🤖 AI Summary
Lumbar spinal stenosis (LSS) diagnosis via MRI suffers from high inter-reader variability and substantial radiologist workload. To address these challenges, we propose the first multi-stage, cross-view deep learning framework for automatic LSS grading, jointly processing axial T2-weighted and sagittal T1- and T2-STIR sequences. Our method introduces a novel cross-view feature alignment mechanism and a sequential multi-view Transformer architecture to overcome limitations of single-view modeling. Leveraging stage-wise supervised training and 3D volumetric representation, the model achieves an AUROC of 0.971 on a real-world clinical dataset of 1,975 cases—significantly outperforming existing approaches. It demonstrates strong robustness, end-to-end automation, and inherent clinical interpretability.

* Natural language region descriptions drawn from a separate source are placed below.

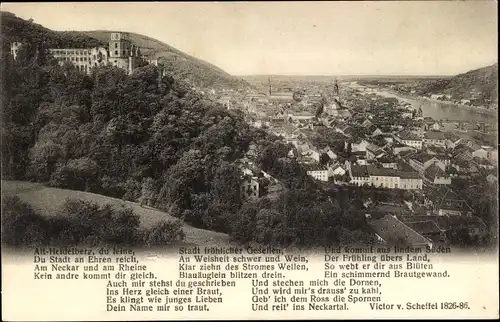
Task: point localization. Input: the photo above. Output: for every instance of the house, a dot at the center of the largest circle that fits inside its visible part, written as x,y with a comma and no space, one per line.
411,139
397,148
409,180
486,152
337,170
436,175
366,123
450,204
421,162
315,155
332,155
429,229
298,116
359,145
435,138
431,125
476,227
392,231
359,175
388,161
491,178
376,132
344,113
483,163
383,177
452,140
360,157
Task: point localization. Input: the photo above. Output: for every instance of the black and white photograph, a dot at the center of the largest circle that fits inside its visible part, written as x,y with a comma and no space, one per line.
299,126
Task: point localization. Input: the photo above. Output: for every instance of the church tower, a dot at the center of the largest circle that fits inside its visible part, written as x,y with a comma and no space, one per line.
336,88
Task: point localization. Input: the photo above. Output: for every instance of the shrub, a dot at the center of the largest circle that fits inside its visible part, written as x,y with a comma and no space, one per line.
21,225
163,233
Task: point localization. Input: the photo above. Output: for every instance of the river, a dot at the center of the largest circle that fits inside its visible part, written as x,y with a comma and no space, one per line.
439,110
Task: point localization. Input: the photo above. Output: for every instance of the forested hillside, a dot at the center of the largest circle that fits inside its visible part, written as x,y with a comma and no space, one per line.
153,140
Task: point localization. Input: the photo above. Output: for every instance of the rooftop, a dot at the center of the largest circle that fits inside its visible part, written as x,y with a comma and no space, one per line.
424,227
394,231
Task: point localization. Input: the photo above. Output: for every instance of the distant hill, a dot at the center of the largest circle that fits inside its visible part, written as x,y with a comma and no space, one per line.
479,85
196,71
182,65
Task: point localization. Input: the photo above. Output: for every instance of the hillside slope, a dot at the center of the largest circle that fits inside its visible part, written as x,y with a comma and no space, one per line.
177,63
194,70
49,200
14,28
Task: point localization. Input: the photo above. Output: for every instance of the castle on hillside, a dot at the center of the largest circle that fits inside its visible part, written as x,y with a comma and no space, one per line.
120,53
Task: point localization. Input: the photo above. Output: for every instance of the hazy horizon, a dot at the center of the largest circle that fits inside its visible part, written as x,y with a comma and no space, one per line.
415,38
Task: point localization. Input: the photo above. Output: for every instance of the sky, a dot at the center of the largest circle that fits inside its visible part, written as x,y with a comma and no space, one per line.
300,38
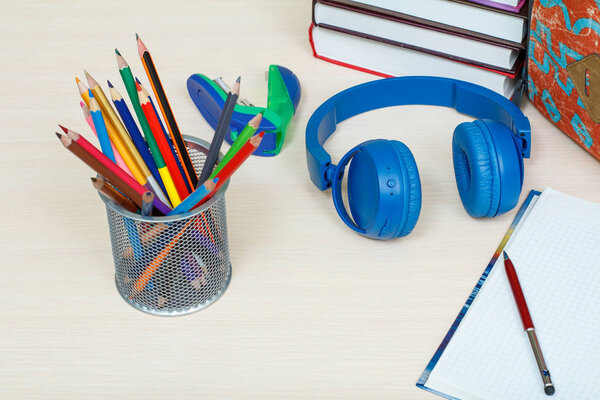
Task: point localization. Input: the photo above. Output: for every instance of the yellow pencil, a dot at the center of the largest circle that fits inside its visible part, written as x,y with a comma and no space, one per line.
122,141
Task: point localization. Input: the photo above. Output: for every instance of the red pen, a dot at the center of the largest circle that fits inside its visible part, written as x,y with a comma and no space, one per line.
513,279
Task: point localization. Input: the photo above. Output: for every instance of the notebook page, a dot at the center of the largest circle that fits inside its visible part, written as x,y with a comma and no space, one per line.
556,252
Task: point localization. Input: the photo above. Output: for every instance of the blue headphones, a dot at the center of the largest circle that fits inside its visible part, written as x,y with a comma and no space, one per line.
384,188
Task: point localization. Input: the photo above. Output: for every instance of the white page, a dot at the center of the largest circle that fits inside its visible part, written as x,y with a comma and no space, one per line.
475,19
556,252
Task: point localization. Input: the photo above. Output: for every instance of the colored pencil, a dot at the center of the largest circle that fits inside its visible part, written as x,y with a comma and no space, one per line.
147,200
195,197
167,113
113,135
101,132
181,191
149,232
234,164
104,187
122,140
220,131
94,158
239,142
130,85
519,297
165,134
88,118
137,138
147,274
194,269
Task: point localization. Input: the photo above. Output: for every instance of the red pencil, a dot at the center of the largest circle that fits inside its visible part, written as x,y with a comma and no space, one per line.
167,113
515,286
163,145
94,158
233,164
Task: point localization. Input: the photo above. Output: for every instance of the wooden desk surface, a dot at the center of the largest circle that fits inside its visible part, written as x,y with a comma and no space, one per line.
313,310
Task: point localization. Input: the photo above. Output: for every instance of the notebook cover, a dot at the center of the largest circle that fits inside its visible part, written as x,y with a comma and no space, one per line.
405,18
436,357
510,73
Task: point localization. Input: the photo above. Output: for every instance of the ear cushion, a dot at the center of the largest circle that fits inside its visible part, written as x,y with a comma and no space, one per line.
412,185
476,169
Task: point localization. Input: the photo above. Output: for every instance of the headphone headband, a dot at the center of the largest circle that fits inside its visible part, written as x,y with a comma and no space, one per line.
466,98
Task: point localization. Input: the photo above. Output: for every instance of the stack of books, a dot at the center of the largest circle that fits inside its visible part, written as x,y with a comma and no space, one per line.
478,41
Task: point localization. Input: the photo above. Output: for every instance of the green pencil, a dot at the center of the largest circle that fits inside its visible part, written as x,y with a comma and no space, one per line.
129,82
239,142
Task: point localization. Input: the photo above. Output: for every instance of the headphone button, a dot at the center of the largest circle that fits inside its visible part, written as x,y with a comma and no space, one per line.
386,227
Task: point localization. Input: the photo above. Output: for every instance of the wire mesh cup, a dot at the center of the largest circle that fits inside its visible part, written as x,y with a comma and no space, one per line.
172,265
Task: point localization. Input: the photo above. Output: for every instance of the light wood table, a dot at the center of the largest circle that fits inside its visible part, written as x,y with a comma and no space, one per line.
313,311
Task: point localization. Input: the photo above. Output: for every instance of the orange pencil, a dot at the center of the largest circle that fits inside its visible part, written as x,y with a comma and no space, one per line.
167,113
164,147
237,160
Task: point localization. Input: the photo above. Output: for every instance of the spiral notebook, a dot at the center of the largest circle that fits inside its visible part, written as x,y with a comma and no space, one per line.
554,243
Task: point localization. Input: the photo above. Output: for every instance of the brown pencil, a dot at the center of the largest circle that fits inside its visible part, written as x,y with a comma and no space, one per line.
94,158
103,186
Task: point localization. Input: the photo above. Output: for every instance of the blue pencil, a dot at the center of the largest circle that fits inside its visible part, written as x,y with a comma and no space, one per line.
135,134
100,128
167,136
195,197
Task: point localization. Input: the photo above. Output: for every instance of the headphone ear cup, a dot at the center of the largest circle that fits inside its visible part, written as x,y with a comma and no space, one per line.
384,189
488,167
413,186
476,169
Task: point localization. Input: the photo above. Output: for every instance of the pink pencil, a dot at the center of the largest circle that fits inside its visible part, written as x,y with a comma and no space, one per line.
88,118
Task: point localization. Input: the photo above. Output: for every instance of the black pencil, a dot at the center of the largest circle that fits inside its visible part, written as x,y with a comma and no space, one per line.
167,113
220,131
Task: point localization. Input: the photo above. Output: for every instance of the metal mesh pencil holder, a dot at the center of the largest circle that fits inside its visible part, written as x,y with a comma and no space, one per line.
172,265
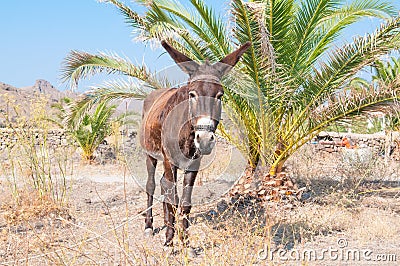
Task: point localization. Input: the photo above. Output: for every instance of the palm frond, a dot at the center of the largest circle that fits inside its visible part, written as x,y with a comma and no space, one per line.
110,91
79,65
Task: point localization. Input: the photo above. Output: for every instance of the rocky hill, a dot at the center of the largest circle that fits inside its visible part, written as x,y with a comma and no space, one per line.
16,102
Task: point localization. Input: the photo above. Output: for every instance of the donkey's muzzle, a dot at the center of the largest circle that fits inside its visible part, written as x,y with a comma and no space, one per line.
204,141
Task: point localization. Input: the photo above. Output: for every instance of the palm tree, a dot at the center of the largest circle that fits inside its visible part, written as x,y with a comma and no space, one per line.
291,83
88,129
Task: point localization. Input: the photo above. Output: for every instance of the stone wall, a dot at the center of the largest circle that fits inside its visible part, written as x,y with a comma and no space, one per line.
379,143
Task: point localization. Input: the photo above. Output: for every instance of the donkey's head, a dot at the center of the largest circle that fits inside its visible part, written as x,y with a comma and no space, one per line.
205,92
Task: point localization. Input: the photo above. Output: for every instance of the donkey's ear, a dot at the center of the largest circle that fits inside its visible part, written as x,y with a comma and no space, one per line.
185,63
227,63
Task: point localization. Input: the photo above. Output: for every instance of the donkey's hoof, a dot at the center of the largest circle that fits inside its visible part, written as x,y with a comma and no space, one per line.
148,232
169,249
190,252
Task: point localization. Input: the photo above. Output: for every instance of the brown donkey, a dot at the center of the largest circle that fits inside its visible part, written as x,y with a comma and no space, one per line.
178,128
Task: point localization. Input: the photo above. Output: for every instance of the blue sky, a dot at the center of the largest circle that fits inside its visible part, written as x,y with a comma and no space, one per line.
37,35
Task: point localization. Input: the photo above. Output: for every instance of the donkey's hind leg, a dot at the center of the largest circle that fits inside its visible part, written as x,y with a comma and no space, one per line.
151,164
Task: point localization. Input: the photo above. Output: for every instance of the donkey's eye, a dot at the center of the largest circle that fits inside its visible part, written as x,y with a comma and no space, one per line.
192,95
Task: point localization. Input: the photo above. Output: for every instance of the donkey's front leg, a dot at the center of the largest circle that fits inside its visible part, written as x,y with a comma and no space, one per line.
151,164
170,203
186,202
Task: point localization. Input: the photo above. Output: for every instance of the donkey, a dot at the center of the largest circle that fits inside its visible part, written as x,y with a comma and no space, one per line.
178,126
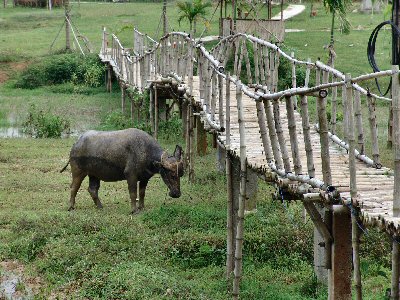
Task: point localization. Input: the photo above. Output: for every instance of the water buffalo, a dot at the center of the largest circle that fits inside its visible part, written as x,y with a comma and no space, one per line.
131,155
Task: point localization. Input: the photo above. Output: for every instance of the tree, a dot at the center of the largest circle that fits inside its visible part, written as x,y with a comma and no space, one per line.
338,8
192,10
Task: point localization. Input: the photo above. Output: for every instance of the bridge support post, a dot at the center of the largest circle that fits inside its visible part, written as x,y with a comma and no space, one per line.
184,117
123,98
201,136
340,277
109,79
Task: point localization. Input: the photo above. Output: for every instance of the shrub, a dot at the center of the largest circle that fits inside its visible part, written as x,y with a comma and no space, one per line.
44,125
63,68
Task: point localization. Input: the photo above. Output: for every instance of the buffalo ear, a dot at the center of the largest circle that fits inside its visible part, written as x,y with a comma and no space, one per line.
178,152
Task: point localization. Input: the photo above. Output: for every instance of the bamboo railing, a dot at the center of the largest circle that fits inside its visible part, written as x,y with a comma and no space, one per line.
286,115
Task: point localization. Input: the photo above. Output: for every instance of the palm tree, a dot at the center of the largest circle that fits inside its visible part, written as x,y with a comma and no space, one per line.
192,10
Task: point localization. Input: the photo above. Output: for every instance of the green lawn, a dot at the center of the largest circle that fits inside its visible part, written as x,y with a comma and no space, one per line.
175,249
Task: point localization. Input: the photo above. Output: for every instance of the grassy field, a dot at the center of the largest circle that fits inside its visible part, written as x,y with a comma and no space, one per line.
175,249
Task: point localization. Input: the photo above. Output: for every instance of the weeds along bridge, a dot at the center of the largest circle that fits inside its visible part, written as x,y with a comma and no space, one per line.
288,135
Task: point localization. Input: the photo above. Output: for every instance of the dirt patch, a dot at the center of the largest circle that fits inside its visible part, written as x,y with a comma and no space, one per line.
9,68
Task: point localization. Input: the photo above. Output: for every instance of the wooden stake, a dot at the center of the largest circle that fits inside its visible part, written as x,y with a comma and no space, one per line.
358,115
242,196
373,130
293,135
353,186
281,137
307,137
155,112
324,139
272,134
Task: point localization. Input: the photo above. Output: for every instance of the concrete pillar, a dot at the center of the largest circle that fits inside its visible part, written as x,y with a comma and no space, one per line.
341,254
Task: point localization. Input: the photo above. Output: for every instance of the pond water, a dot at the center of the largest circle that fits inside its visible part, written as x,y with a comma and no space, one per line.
11,132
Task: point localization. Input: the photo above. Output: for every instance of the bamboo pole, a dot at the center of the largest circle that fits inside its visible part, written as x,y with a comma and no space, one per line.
239,66
221,100
324,139
294,80
228,160
307,136
293,135
263,131
155,112
353,185
262,60
213,94
256,64
248,67
272,134
396,190
281,137
242,196
358,115
151,109
373,130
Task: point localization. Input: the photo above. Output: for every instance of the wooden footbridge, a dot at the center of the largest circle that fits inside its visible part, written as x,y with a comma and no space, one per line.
316,138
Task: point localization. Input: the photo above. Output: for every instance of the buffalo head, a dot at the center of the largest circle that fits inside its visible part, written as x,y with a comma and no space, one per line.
171,169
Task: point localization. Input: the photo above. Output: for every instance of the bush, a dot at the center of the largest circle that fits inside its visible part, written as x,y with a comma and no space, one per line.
63,68
44,125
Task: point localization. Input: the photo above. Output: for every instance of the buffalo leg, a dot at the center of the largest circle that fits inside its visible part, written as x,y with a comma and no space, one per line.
142,191
77,178
93,189
132,186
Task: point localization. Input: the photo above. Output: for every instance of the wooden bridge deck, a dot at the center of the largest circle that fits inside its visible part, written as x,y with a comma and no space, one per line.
374,186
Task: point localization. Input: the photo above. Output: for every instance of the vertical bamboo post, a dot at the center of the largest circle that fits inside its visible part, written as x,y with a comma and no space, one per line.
262,58
272,134
263,131
281,137
230,214
373,130
307,136
256,63
248,67
242,196
213,93
235,64
155,112
123,97
275,73
191,140
239,66
334,107
221,100
324,139
294,80
293,136
351,107
151,109
358,115
270,70
396,190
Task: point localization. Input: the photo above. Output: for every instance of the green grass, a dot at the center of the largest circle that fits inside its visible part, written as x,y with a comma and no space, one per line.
176,247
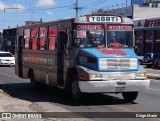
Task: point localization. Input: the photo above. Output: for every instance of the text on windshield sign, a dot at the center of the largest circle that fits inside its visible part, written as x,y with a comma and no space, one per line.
114,19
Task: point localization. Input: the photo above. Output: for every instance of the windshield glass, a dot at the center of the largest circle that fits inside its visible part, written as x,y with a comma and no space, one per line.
89,36
120,36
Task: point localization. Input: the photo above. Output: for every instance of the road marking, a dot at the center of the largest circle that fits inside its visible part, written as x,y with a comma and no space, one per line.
154,89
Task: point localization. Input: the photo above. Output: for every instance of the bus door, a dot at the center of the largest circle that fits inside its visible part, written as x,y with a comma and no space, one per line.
60,57
18,65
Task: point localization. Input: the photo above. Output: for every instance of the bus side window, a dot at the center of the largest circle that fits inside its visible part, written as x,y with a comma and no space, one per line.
34,38
26,38
42,38
52,37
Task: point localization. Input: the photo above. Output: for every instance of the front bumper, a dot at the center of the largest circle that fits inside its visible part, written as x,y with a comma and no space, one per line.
114,86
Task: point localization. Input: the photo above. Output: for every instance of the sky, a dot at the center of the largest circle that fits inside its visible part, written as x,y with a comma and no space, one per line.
16,12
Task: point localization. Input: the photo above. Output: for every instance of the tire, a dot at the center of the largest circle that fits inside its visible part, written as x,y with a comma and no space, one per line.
34,84
129,96
75,90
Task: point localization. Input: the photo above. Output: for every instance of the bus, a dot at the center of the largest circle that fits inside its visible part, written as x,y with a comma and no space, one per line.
147,37
88,54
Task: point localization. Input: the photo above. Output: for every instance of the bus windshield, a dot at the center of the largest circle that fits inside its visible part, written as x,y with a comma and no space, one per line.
120,36
89,36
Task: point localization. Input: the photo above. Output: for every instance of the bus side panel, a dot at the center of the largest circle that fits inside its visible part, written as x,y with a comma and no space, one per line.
43,64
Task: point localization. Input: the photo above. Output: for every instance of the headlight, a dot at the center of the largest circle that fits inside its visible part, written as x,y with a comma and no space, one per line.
142,75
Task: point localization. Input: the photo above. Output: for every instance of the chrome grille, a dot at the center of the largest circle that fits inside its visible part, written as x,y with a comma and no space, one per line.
118,63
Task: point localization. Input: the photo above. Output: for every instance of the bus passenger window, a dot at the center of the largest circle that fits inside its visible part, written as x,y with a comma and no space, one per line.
26,38
52,37
43,35
52,43
34,43
42,43
26,43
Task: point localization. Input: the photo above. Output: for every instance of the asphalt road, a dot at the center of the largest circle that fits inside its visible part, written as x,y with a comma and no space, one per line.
53,100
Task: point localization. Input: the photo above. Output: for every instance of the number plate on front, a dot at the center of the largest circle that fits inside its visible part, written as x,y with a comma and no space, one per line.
120,89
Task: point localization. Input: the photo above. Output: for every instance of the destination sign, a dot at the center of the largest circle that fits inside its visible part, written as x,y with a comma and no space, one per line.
113,19
120,28
84,27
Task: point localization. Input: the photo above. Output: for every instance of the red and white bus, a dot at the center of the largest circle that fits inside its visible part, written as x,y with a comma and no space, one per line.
89,54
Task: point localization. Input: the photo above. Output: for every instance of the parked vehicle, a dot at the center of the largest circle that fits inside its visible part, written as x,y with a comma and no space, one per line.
75,55
7,59
151,59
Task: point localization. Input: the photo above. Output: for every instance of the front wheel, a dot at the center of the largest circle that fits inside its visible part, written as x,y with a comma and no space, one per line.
75,90
129,96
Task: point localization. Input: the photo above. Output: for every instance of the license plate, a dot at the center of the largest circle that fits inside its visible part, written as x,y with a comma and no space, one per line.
120,89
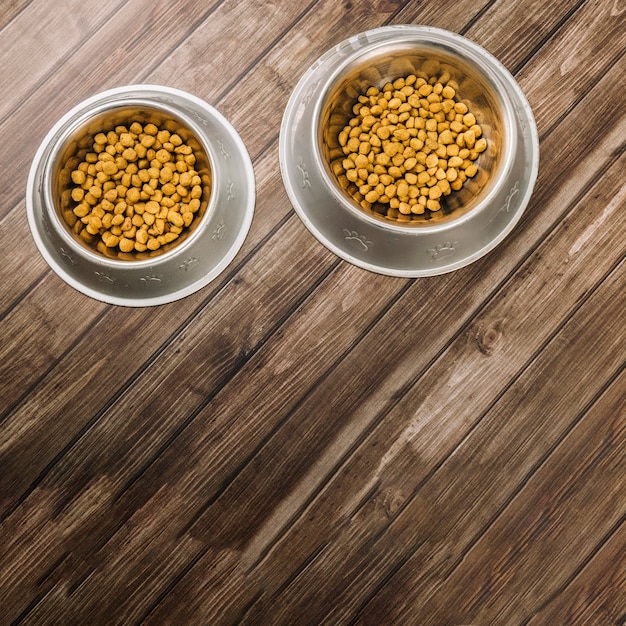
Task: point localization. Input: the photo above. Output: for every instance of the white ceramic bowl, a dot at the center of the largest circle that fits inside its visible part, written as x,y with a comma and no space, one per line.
478,217
180,268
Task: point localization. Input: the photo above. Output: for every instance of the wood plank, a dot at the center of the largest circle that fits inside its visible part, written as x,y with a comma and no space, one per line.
596,595
10,10
592,41
399,542
24,266
548,531
38,23
108,435
225,341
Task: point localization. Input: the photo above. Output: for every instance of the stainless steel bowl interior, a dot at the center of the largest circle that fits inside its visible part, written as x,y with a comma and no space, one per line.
381,64
77,140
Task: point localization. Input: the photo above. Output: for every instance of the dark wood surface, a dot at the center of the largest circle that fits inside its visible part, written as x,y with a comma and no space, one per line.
302,441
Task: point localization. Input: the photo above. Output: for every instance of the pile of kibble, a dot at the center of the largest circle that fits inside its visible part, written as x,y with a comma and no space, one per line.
134,189
408,145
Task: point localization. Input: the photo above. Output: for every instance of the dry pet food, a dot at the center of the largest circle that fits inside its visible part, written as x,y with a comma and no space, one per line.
135,188
408,146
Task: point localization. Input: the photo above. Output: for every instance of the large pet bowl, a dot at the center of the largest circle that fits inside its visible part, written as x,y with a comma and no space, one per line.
478,216
180,268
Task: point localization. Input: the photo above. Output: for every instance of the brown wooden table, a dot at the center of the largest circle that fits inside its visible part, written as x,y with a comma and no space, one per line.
302,441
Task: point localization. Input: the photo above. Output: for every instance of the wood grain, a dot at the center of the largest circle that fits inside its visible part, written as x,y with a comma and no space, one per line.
302,441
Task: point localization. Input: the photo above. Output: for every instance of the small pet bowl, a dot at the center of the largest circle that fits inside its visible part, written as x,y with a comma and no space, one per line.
474,219
176,269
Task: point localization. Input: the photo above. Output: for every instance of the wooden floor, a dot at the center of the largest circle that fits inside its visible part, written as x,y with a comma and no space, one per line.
303,441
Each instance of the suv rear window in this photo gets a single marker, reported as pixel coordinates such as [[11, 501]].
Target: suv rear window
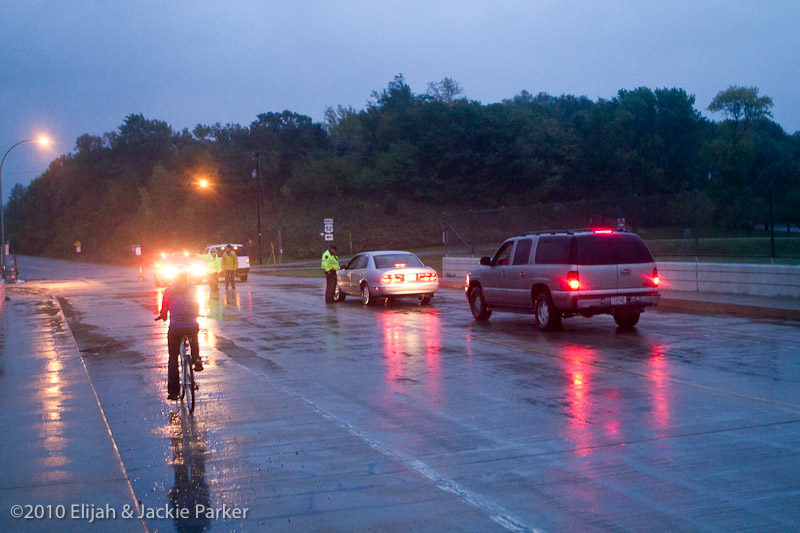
[[612, 249], [553, 250]]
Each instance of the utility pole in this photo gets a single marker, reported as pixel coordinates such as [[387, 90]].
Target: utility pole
[[257, 176]]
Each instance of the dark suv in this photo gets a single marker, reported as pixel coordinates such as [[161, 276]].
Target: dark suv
[[559, 274]]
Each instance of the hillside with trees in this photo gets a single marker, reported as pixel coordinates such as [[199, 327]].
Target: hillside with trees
[[386, 172]]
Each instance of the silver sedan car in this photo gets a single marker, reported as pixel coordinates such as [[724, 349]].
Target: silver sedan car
[[377, 276]]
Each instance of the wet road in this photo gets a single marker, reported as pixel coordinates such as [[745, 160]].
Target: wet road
[[418, 418]]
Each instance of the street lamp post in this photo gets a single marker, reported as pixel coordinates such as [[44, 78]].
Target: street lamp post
[[257, 176], [41, 140]]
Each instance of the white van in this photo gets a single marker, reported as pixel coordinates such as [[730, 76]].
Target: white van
[[243, 260]]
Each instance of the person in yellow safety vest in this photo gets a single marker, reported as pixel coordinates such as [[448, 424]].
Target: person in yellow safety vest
[[229, 263], [213, 268], [330, 264]]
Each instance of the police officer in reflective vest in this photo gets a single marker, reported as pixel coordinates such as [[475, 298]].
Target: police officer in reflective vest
[[330, 264]]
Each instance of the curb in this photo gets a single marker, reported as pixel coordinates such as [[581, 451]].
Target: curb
[[707, 308]]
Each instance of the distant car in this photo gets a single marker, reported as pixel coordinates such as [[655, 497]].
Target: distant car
[[376, 276], [560, 274], [242, 259], [168, 265]]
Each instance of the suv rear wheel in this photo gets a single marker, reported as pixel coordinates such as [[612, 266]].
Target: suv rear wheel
[[548, 318], [366, 295], [480, 311], [626, 319]]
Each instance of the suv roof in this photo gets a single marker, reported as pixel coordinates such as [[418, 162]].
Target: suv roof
[[574, 231]]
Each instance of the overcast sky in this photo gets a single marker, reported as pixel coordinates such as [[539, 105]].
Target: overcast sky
[[71, 67]]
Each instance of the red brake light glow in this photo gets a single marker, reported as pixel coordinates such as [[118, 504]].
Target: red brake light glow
[[572, 280]]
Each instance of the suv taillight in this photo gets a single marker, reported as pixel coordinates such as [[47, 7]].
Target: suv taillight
[[572, 280]]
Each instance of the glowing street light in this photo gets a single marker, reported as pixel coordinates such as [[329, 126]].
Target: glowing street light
[[43, 141]]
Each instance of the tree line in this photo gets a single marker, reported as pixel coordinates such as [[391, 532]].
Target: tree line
[[404, 150]]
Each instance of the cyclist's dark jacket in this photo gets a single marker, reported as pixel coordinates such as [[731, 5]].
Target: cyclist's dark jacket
[[181, 302]]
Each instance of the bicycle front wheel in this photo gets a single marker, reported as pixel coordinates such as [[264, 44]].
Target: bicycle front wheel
[[188, 376], [185, 347]]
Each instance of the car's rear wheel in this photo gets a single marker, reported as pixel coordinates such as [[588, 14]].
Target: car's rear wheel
[[477, 304], [627, 319], [366, 295], [338, 295], [548, 318]]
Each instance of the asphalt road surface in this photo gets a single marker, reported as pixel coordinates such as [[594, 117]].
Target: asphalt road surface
[[408, 417]]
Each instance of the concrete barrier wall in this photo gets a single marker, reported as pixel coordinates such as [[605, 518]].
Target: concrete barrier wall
[[760, 280]]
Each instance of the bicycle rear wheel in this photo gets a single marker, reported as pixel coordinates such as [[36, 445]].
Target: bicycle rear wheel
[[182, 362], [188, 386]]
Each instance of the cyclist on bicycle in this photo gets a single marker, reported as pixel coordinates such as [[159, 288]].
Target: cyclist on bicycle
[[183, 308]]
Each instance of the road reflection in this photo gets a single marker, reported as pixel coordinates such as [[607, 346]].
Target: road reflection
[[660, 385], [412, 352], [52, 426], [190, 488], [580, 376], [598, 413]]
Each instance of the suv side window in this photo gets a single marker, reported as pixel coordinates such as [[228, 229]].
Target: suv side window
[[554, 250], [503, 255], [630, 249], [352, 263], [596, 250], [522, 252]]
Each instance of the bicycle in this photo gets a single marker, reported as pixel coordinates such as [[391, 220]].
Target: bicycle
[[188, 384]]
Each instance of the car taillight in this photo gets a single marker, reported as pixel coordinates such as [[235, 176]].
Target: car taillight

This work establishes a new paradigm for standardized, objective LSS diagnosis in routine clinical practice.
📝 Abstract
The increasing prevalence of lumbar spinal canal stenosis has resulted in a surge of MRI (Magnetic Resonance Imaging), leading to labor-intensive interpretation and significant inter-reader variability, even among expert radiologists. This paper introduces a novel and efficient deep-learning framework that fully automates the grading of lumbar spinal canal stenosis. We demonstrate state-of-the-art performance in grading spinal canal stenosis on a dataset of 1,975 unique studies, each containing three distinct types of 3D cross-sectional spine images: Axial T2, Sagittal T1, and Sagittal T2/STIR. Employing a distinctive training strategy, our proposed multistage approach effectively integrates sagittal and axial images. This strategy employs a multi-view model with a sequence-based architecture, optimizing feature extraction and cross-view alignment to achieve an AUROC (Area Under the Receiver Operating Characteristic Curve) of 0.971 in spinal canal stenosis grading surpassing other state-of-the-art methods.